Non era facile adattare un testo inglese, impregnato di scene e personaggi surreali, per un pubblico italiano. Ma la vostra sfida è stata vinta
“In effetti noi siamo partiti con l’idea che non sarebbe stato facile fare ridere un pubblico italiano con il senso di umorismo degli inglesi. Ma è stato molto più facile di quello che pensavamo noi e tutti gli altri. Se i Monty Python non erano stati portati in Italia in 40 anni, evidentemente qualche problema serio ci doveva per forza essere. Invece ci siamo accorti che avrebbe funzionato se fossimo rimasti molto attaccati all’originale, cercando di cambiare poco o niente. Siamo dovuti intervenire solo dove c’erano dei giochi di parole intraducibili in italiano. Rimanendo fedeli all’originale ha funzionato. Nel senso che in tutte le città dove siamo già stati hanno sempre riso tutti. Siamo riusciti a fare divertire qualsiasi tipo di pubblico, dagli adolescenti agli anziani. Siamo contenti perché è l’ennesima sfida impossibile vinta.”
Lei è ancora fresco della partecipazione a Sanremo. Come è andato questo addio, secondo lei?
“Anche quella era una sfida impossibile. Non sappiamo ancora se l’abbiamo vinta o l’abbiamo persa. Sicuramente arrivare ultimi era uno degli obiettivi che ci eravamo posti. In questo senso mi sembra che abbiamo vinto. Continuo a pensare che il testo sia molto bello e commovente. Ci sono arrivati messaggi di gente che ci ha detto che si è commossa. Certamente è stata un’esperienza faticosissima, e quindi sono stato particolarmente contenuto di tornare a riunirmi con i miei compagni di avventura di Spamalot.”
Considerando che voi eravate un gruppo comico, non tutti pensano che il vostro sia un vero addio. Ma piuttosto un “Arrivedorci” come avete cantato a Sanremo. Pensate di fare come i Pooh, che dopo l’annuncio sono andati avanti per mesi?
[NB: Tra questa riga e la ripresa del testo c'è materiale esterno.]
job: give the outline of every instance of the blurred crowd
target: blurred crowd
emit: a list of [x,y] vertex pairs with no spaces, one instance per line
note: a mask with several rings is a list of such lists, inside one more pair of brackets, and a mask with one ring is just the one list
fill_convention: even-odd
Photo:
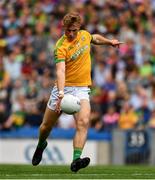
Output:
[[[154,0],[1,0],[0,130],[40,125],[70,11],[80,13],[82,29],[124,42],[92,45],[90,127],[155,128]],[[73,116],[62,114],[56,126],[74,127]]]

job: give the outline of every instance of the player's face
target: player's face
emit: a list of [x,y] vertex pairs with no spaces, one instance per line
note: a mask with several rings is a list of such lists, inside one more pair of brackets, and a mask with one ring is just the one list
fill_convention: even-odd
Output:
[[76,38],[79,29],[80,27],[78,25],[72,25],[72,26],[66,27],[65,35],[67,36],[67,39],[69,41],[73,41]]

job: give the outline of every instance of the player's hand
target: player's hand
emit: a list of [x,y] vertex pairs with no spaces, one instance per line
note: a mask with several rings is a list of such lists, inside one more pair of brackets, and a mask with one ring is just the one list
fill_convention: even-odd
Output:
[[117,39],[111,40],[111,45],[112,45],[113,47],[118,47],[118,48],[119,48],[120,44],[124,44],[124,42],[120,42],[120,41],[118,41]]

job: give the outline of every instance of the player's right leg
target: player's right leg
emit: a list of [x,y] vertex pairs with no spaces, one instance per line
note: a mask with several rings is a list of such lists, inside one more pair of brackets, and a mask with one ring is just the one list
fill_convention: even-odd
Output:
[[56,113],[54,110],[49,109],[49,107],[46,107],[44,118],[42,124],[40,125],[39,142],[32,158],[32,164],[34,166],[40,163],[43,151],[47,146],[46,139],[59,116],[60,114]]

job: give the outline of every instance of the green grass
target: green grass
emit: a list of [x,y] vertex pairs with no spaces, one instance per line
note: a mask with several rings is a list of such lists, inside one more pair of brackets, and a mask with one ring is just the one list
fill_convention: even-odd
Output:
[[69,166],[0,165],[0,179],[155,179],[153,166],[89,166],[72,173]]

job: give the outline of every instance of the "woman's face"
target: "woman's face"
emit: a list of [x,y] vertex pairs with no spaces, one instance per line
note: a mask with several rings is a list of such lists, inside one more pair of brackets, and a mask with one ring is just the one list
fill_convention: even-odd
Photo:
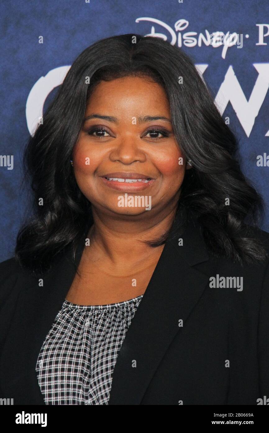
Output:
[[[180,194],[186,162],[166,94],[149,80],[127,77],[99,84],[74,149],[79,187],[94,207],[110,214],[138,215],[147,207],[163,211],[176,205]],[[130,198],[135,196],[145,201],[136,206]]]

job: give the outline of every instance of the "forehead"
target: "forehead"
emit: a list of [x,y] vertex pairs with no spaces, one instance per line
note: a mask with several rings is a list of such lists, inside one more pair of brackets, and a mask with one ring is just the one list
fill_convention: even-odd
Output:
[[111,81],[101,81],[92,92],[86,113],[94,108],[148,110],[158,108],[168,114],[169,101],[163,87],[150,77],[128,76]]

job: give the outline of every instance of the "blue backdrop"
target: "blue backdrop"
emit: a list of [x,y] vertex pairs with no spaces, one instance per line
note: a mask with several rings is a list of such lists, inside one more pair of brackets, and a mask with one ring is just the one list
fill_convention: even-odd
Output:
[[268,0],[2,0],[1,8],[0,262],[14,255],[27,209],[22,159],[29,133],[77,56],[127,33],[166,39],[191,57],[239,139],[269,232]]

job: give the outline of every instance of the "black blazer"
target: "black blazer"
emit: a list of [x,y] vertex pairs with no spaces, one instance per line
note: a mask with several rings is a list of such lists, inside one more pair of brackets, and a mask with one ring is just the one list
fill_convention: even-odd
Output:
[[[214,258],[195,219],[180,236],[178,222],[126,333],[109,404],[256,405],[269,397],[268,261]],[[269,234],[251,229],[269,252]],[[85,236],[77,265],[84,246]],[[13,258],[0,264],[0,396],[14,404],[44,404],[36,360],[75,272],[70,249],[43,287]],[[218,274],[243,277],[243,290],[210,288]]]

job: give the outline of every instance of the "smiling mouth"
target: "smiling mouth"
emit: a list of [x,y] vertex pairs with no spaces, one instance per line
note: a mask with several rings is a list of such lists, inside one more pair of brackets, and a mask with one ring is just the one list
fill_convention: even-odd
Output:
[[110,182],[119,182],[129,184],[137,183],[138,182],[147,184],[150,181],[152,180],[150,178],[149,178],[148,179],[123,179],[120,178],[106,178],[104,177],[104,178]]

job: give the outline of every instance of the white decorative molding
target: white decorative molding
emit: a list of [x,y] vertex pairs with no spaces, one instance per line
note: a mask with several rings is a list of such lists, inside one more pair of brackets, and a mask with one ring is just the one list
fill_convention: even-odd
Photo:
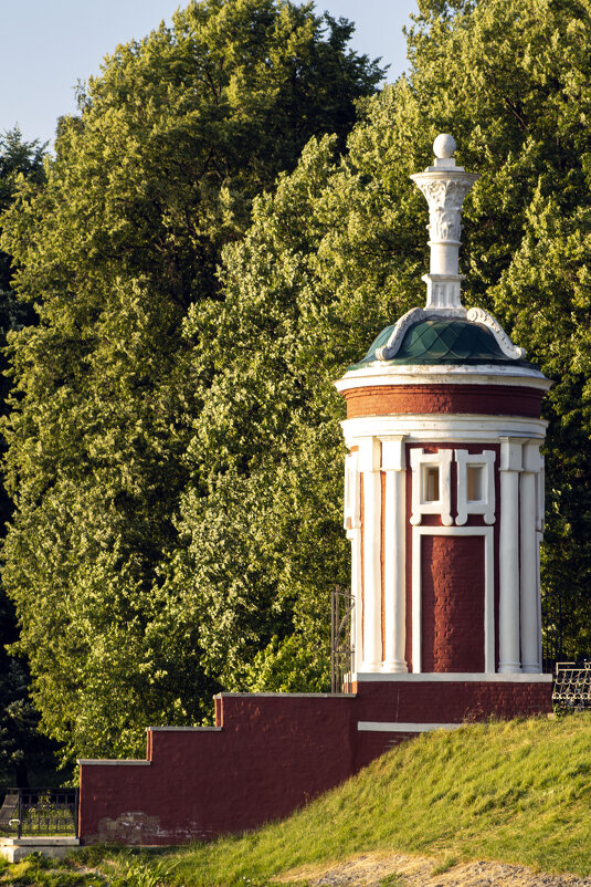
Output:
[[405,723],[402,721],[357,721],[359,732],[430,733],[433,730],[458,730],[464,723]]
[[390,333],[390,338],[386,345],[383,345],[381,348],[377,348],[376,357],[378,361],[391,361],[393,357],[395,357],[407,330],[409,330],[409,327],[413,326],[415,323],[421,323],[421,321],[424,321],[425,316],[425,312],[422,307],[411,307],[410,311],[407,311],[407,313],[400,317],[397,325]]
[[361,476],[357,462],[357,450],[345,457],[345,530],[359,530],[361,526]]
[[359,443],[363,472],[363,671],[382,667],[381,614],[381,445],[376,438]]
[[383,662],[382,671],[407,672],[407,472],[405,437],[382,437],[386,473],[383,514]]
[[[413,526],[421,523],[423,514],[439,514],[444,526],[452,525],[452,459],[453,450],[450,449],[436,452],[418,448],[411,450]],[[429,490],[430,469],[436,471],[434,493]]]
[[523,447],[523,471],[519,476],[519,595],[521,628],[521,668],[526,674],[541,671],[539,618],[539,540],[538,495],[542,466],[539,440]]
[[[471,453],[467,450],[455,450],[457,462],[457,518],[455,522],[462,526],[468,514],[483,514],[484,522],[495,522],[495,459],[494,450]],[[469,498],[468,472],[482,471],[479,497]]]
[[[440,316],[443,315],[443,309]],[[539,369],[516,364],[388,364],[372,362],[349,369],[334,383],[338,392],[368,385],[517,385],[547,392],[552,382]]]
[[552,675],[499,675],[495,671],[421,671],[408,675],[363,675],[358,672],[352,675],[351,680],[358,683],[373,681],[379,683],[551,683]]
[[[422,671],[422,572],[421,538],[484,536],[484,668],[495,670],[495,530],[493,526],[412,528],[412,670]],[[453,676],[454,679],[457,676]]]
[[519,473],[526,439],[500,438],[498,670],[521,671],[519,629]]
[[478,416],[471,414],[393,414],[391,416],[359,416],[344,419],[345,442],[352,447],[369,434],[377,438],[407,435],[408,443],[498,443],[508,435],[537,438],[542,441],[546,419],[519,416]]
[[493,315],[483,307],[471,307],[466,317],[468,321],[472,321],[472,323],[478,323],[481,326],[490,330],[496,338],[497,345],[506,357],[510,357],[513,361],[525,359],[527,356],[526,349],[514,345],[497,319],[493,317]]

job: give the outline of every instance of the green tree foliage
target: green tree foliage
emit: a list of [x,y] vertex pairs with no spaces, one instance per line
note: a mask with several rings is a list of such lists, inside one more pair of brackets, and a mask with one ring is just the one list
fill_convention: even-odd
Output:
[[183,495],[176,580],[193,586],[203,661],[224,686],[295,689],[294,645],[326,680],[329,592],[348,568],[331,382],[424,304],[428,210],[408,176],[440,132],[482,174],[465,207],[465,303],[493,311],[555,380],[543,586],[564,595],[564,653],[589,650],[589,25],[582,2],[425,0],[409,77],[368,101],[346,157],[312,142],[225,249],[218,372],[189,450],[209,493]]
[[[40,182],[43,179],[44,146],[24,142],[18,128],[0,137],[0,211],[14,199],[20,178]],[[31,310],[18,302],[11,288],[12,257],[0,252],[0,348],[3,352],[7,333],[33,321]],[[0,403],[6,415],[10,379],[8,363],[0,356]],[[4,442],[1,442],[6,450]],[[12,508],[3,486],[0,488],[0,534]],[[35,732],[39,716],[29,701],[29,675],[22,661],[11,656],[7,646],[18,637],[12,603],[0,586],[0,787],[6,783],[25,785],[31,764],[40,763],[49,749]]]
[[[180,495],[192,472],[204,484],[188,449],[215,268],[310,136],[344,146],[382,76],[347,49],[351,30],[309,3],[190,3],[105,61],[61,121],[46,182],[23,182],[4,217],[40,319],[11,336],[4,584],[44,729],[77,754],[140,753],[147,723],[209,712],[219,675],[202,668],[192,585],[170,576]],[[225,575],[231,550],[215,557]]]

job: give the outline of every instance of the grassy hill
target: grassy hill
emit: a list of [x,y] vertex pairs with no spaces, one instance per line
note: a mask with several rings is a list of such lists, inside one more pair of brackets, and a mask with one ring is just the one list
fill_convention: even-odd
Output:
[[285,822],[177,857],[173,881],[268,884],[387,848],[590,874],[591,713],[423,734]]
[[91,848],[82,858],[98,863],[109,884],[125,867],[127,887],[254,887],[370,851],[591,874],[591,712],[423,734],[243,837],[133,859],[97,859]]

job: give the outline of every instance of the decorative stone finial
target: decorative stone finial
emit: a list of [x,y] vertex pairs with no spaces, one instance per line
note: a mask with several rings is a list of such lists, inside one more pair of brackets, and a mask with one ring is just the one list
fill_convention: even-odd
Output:
[[462,204],[478,176],[455,165],[455,139],[448,133],[436,137],[433,150],[434,166],[411,179],[429,204],[431,263],[429,274],[423,278],[426,307],[448,311],[462,307],[460,283],[464,278],[458,273]]
[[411,326],[431,319],[441,320],[443,316],[466,320],[486,327],[495,336],[503,354],[511,361],[523,361],[526,356],[524,348],[513,344],[492,314],[476,307],[466,311],[462,305],[460,284],[464,275],[458,273],[462,204],[479,176],[466,173],[464,167],[455,165],[455,139],[448,133],[436,137],[433,152],[434,165],[424,173],[411,176],[429,204],[431,263],[429,274],[423,276],[426,283],[426,305],[424,309],[413,307],[400,317],[386,345],[376,348],[376,357],[378,361],[393,359]]
[[454,156],[455,138],[448,133],[442,133],[433,142],[433,154],[439,159],[448,159]]

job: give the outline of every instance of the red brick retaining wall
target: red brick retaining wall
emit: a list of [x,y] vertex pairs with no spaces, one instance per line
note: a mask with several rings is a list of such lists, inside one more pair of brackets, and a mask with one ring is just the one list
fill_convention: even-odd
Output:
[[359,721],[461,723],[549,711],[550,683],[371,681],[349,696],[222,695],[222,729],[148,730],[148,762],[82,763],[83,844],[184,844],[254,828],[409,737]]

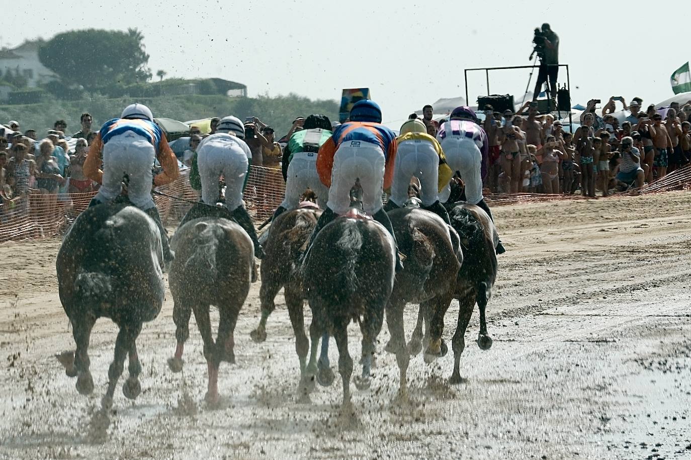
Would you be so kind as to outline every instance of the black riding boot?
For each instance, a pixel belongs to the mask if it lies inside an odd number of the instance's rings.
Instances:
[[[441,217],[442,221],[448,225],[451,225],[451,221],[448,219],[448,212],[446,212],[446,208],[444,207],[444,205],[439,200],[437,200],[429,206],[424,206],[423,209],[434,212]]]
[[[259,244],[259,239],[257,238],[257,231],[254,229],[254,223],[252,222],[252,218],[249,217],[247,210],[245,209],[243,206],[238,206],[231,214],[235,221],[245,229],[245,231],[249,235],[249,239],[254,243],[254,257],[257,259],[263,257],[264,250],[262,249],[261,245]]]
[[[490,219],[491,219],[493,222],[494,221],[494,219],[492,218],[492,212],[489,210],[489,206],[488,206],[487,203],[485,203],[484,198],[480,201],[480,203],[478,203],[477,206],[482,208],[482,210],[486,212],[487,215],[489,216]],[[504,254],[507,252],[506,248],[504,248],[504,245],[502,244],[502,240],[499,240],[499,242],[497,243],[495,250],[497,254]]]
[[[274,211],[274,215],[271,218],[271,221],[275,222],[276,218],[281,214],[282,214],[283,212],[285,212],[287,210],[288,210],[285,209],[283,206],[278,206],[278,208],[276,208],[276,210]]]
[[[166,231],[166,228],[163,226],[161,216],[158,214],[158,208],[154,206],[143,210],[158,226],[158,230],[161,232],[161,246],[163,247],[163,261],[166,269],[167,269],[170,266],[171,262],[175,259],[175,252],[171,250],[171,247],[168,244],[168,232]]]
[[[388,230],[388,232],[391,234],[391,237],[393,238],[394,244],[396,245],[396,272],[400,272],[403,270],[403,262],[401,261],[401,257],[398,252],[398,243],[396,242],[396,234],[393,232],[393,226],[391,225],[391,221],[388,218],[388,214],[386,214],[386,211],[382,208],[372,216],[377,222],[381,223],[384,226],[384,228]]]

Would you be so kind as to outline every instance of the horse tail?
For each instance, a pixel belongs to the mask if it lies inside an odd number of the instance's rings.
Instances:
[[[466,248],[481,247],[484,240],[484,228],[475,215],[464,206],[455,206],[448,213],[451,226],[460,238],[461,244]]]
[[[208,225],[196,237],[194,252],[184,263],[186,270],[209,273],[213,279],[218,276],[216,253],[218,250],[218,238],[214,231],[214,226]]]
[[[80,269],[75,279],[75,290],[83,297],[105,300],[113,292],[112,277],[100,272],[84,272]]]
[[[354,222],[347,222],[343,234],[336,241],[337,252],[340,252],[343,264],[337,274],[340,282],[346,292],[357,291],[359,282],[357,278],[357,259],[362,248],[362,233]]]

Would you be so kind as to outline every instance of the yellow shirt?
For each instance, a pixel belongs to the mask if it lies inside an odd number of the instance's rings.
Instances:
[[[453,177],[453,171],[446,164],[446,157],[444,154],[444,150],[442,149],[442,145],[439,144],[439,141],[426,132],[406,132],[396,138],[397,143],[400,143],[404,141],[427,141],[432,143],[434,150],[437,152],[437,154],[439,155],[439,181],[437,183],[439,190],[437,191],[441,192],[443,190],[448,184],[449,181],[451,180],[451,177]]]

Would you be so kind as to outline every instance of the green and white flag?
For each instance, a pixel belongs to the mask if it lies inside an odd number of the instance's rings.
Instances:
[[[672,83],[672,90],[675,94],[680,92],[691,91],[691,72],[689,72],[689,63],[686,63],[674,70],[670,78]]]

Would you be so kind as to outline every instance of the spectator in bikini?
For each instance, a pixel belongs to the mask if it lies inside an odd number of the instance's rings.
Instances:
[[[555,136],[555,139],[556,137]],[[562,140],[565,156],[562,160],[562,170],[564,172],[564,193],[571,194],[574,192],[574,155],[576,149],[571,142],[573,137],[570,132],[565,132]]]
[[[664,177],[667,174],[667,166],[669,161],[669,152],[672,148],[672,139],[670,138],[670,133],[662,125],[662,115],[656,113],[653,116],[653,126],[655,128],[655,134],[653,135],[652,142],[655,146],[655,159],[653,161],[653,166],[655,167],[656,179]]]
[[[506,114],[504,113],[505,116]],[[506,119],[506,124],[500,130],[499,139],[502,142],[502,151],[500,163],[504,170],[508,192],[516,193],[522,179],[518,141],[523,140],[523,134],[520,128],[513,125],[513,119]]]
[[[497,192],[497,180],[499,177],[500,159],[502,156],[502,146],[499,141],[500,131],[502,129],[501,116],[502,114],[498,112],[492,111],[491,106],[485,107],[484,121],[482,124],[489,142],[486,181],[489,190],[494,193]]]
[[[671,147],[668,149],[669,163],[668,166],[668,171],[671,172],[682,164],[681,146],[679,145],[679,137],[682,134],[681,122],[676,117],[676,111],[673,108],[670,108],[667,112],[665,128],[672,142]]]
[[[84,165],[86,159],[86,139],[81,137],[77,139],[75,153],[70,157],[70,188],[68,193],[87,193],[93,192],[93,181],[84,175]]]

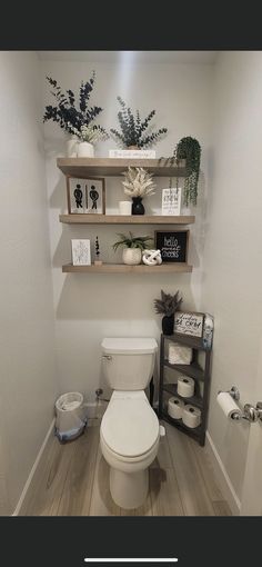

“No. Se facessimo come i Pooh non sarebbe comico, anche se sarebbe sicuramente vantaggioso dal punto di vista economico. No. E’ una scelta che abbiamo fatto. E come tutte le scelte che abbiamo fatto negli anni, è una scelta strana. E’ una scelta che non farebbe nessun altro. Mi correggo. In effetti mi sono informato e ho scoperto che l’ha già fatta Carosone. Che era molto simile a noi. Ma tutte le scelte che abbiamo fatto in questi 30 – 35 anni, se voi ci pensate, sono sempre state assurde. Ma delle quali noi andiamo sempre molto fieri.”
Ci faccia un esempio
“Ne cito una su tutte. Quando abbiamo preso parte al nostro primo Festival, fu sicuramente una scelta strana. Mi ricordo un messaggio di Piero Pelù, che mi implorava di non andare a Sanremo, perché noi eravamo i primi underground che abbattevano quel muro che c’era tra un certo tipo di musica e il Festival. Poi sono arrivati tutti gli altri. Subito dopo aver fatto Sanremo, dove abbiamo trionfato con “la terra dei cachi”, la prima cosa che abbiamo fatto non è stata quella di monetizzare il pezzo, come sarebbe stato normale, ma siamo andati a fare un film con Rocco Siffredi. E’ stata la nostra scelta, controcorrente, di quella volta là”
Non riusciamo ad immaginarla come un pensionato della musica
“Non sarà sicuramente facile come cosa, ma non è che adesso possiamo capire cosa accadrà realmente. Noi ci sciogliamo come gruppo, ma non è che ci sciogliamo come esseri umani. Non è che andiamo in pensione e non faremo più nulla. Anzi, nella nostra testa, lo scioglimento di Elio e le Storie Tese è chiudere una pagina, e aprire un altro libro nuovo e pieno di cose ancora più assurde e controcorrente. Perché fino a quando avremo forze e fiato, vorremmo sempre fare delle cose clamorose. Quindi non andremo in pensione proprio per niente.”